In a blog post about his inspiration for the app, Macirowski said that he hoped it would help bring to light subjects that can get obscured by filters' effects:
Instagram certainly isn't new, and it's actually an app I enjoy, but every now and again, I encounter a picture in the "real world" (AKA, any site outside of Instragram) where someone decides it's a good idea to use it when trying to take a picture of something they're legitimately trying to show. Something had to be done. And, as usual, simply running it through photoshop's Auto Levels or Apple's magic wand did nothing (or nothing of value). So, I wrote Normalize.
So is this the first sign of filter backlash? Are we fed up with looking at artificially aged images of flowers and with the "poetry" of Polaroid-esque pictures of coffee cups? A scroll through the photos cropping up in my Facebook feed suggests people are still thrilled to add a warm filter or pixelated effect to the moments they share. Instagram, after all, is socially acceptable airbrushing. As a friend of mine recently asked on Facebook, "Why does everyone look better instagram'd?" Indeed, everything looks beautiful, whether or not it originally was.
But just as filters make mundane photos look beautiful, they can also make beautiful photos look mundane.
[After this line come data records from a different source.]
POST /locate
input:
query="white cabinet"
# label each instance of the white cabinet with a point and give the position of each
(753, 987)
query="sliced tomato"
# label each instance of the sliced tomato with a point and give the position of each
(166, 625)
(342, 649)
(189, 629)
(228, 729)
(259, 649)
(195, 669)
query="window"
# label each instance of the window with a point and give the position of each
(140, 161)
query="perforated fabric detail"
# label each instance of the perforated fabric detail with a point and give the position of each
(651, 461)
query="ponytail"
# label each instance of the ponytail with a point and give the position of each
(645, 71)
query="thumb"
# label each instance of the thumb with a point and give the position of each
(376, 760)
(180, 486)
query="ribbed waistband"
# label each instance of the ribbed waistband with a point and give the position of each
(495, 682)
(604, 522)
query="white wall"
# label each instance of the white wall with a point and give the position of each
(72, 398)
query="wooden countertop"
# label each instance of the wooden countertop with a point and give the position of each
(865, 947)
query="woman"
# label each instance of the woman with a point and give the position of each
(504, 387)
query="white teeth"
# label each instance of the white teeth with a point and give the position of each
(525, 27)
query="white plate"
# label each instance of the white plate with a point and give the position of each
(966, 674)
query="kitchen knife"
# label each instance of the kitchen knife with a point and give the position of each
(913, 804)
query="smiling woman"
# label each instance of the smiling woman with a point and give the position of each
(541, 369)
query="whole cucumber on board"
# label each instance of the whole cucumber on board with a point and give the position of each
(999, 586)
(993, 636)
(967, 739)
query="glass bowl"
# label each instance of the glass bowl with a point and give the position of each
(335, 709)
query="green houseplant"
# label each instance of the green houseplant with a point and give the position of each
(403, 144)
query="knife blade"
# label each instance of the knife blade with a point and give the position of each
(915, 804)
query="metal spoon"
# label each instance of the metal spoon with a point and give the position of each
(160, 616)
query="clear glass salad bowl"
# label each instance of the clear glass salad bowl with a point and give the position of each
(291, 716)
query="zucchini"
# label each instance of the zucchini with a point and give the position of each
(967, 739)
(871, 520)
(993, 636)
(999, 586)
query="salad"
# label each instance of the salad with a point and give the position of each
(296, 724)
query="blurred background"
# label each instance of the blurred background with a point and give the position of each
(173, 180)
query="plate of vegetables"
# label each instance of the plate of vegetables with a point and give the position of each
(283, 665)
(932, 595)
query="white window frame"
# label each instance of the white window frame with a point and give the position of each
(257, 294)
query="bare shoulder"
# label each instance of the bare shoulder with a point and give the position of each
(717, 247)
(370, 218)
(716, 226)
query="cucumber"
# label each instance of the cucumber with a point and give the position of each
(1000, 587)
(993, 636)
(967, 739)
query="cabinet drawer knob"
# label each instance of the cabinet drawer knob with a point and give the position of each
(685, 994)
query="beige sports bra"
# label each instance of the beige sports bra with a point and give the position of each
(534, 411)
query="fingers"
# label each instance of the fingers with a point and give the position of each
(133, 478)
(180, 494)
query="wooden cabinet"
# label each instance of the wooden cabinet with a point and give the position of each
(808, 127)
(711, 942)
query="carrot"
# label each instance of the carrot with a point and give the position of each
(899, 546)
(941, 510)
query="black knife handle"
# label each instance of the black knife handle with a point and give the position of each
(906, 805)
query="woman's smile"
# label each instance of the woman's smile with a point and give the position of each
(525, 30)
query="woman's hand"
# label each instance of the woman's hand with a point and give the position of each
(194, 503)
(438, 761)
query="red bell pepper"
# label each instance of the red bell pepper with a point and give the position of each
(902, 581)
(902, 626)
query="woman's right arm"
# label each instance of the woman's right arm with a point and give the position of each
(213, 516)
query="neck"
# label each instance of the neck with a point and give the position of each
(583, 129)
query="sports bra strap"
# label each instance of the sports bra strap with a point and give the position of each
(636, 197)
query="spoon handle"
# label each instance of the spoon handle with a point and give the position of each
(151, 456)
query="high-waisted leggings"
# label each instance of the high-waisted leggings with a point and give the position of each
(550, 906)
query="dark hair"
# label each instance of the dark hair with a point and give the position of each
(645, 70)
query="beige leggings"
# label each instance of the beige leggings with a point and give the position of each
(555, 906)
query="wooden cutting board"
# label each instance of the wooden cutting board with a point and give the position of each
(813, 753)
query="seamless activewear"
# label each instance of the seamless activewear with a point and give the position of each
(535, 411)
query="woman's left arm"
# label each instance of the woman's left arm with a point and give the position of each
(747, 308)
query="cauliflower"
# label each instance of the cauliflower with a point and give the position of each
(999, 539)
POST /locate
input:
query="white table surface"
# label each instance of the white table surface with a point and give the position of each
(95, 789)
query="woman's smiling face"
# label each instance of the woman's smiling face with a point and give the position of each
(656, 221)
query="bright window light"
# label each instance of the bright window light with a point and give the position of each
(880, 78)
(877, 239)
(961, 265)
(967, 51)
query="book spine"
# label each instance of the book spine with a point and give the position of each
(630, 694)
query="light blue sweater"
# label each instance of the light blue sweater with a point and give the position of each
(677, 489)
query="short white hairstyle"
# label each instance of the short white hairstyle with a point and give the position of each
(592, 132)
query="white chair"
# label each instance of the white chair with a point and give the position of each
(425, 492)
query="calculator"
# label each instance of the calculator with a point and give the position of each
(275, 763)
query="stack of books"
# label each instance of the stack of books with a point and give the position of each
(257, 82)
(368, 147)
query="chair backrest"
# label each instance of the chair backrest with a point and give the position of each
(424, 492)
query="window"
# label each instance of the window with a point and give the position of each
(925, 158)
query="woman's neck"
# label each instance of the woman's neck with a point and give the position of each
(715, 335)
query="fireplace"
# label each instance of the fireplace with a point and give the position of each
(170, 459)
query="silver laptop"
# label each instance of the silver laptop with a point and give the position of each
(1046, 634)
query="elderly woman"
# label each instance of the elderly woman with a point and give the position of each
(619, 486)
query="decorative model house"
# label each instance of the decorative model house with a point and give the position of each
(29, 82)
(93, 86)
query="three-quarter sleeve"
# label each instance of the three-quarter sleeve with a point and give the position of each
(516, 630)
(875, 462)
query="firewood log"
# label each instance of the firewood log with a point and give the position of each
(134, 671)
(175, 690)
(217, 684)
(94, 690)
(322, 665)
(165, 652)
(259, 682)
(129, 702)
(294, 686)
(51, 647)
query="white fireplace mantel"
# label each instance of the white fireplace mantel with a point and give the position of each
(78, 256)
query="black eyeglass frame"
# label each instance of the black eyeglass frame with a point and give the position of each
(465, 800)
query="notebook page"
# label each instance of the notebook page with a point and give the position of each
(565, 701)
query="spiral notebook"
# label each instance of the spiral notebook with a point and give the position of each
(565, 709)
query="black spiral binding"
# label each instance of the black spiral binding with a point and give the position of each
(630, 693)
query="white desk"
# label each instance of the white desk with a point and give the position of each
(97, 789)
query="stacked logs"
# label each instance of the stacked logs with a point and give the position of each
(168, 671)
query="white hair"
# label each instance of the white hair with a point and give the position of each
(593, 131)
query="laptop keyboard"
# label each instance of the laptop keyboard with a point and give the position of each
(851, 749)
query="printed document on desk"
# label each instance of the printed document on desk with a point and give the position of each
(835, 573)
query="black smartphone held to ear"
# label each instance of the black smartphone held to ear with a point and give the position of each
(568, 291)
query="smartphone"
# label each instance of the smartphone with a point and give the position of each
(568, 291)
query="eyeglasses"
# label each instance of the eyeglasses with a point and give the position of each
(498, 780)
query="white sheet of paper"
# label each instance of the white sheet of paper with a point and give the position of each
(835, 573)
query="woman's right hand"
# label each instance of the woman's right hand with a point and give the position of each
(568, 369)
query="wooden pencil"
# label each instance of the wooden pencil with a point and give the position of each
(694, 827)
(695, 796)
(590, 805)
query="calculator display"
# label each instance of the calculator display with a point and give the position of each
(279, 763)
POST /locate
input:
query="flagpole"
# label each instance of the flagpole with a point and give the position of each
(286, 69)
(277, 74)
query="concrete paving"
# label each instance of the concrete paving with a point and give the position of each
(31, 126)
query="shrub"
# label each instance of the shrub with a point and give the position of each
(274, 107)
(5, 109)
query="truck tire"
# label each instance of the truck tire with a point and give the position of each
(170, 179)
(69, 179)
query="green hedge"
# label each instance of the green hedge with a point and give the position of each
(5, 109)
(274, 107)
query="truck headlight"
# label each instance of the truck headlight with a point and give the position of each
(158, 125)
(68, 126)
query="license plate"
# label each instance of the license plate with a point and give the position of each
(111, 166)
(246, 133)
While touring a national park this past weekend, I took a (if I may say so myself) stunning snapshot that showed the mountainous landscape glowing bright red in the afternoon sun. I thought about posting it, then changed my mind: It was so orange, so luminous, I figured people would assume I'd added a filter. And while I could have used the #nofilter hashtag -- a tag used on Instagram to mean the photo hasn't been futzed with -- I felt a shade of annoyance at the thought of having to go on the defensive for the natural world. It felt odd that real beauty would require an explanation.
With Normalize, you can see what every image would look like if it had #nofilter and perform a filter fact-check of your friend's photos.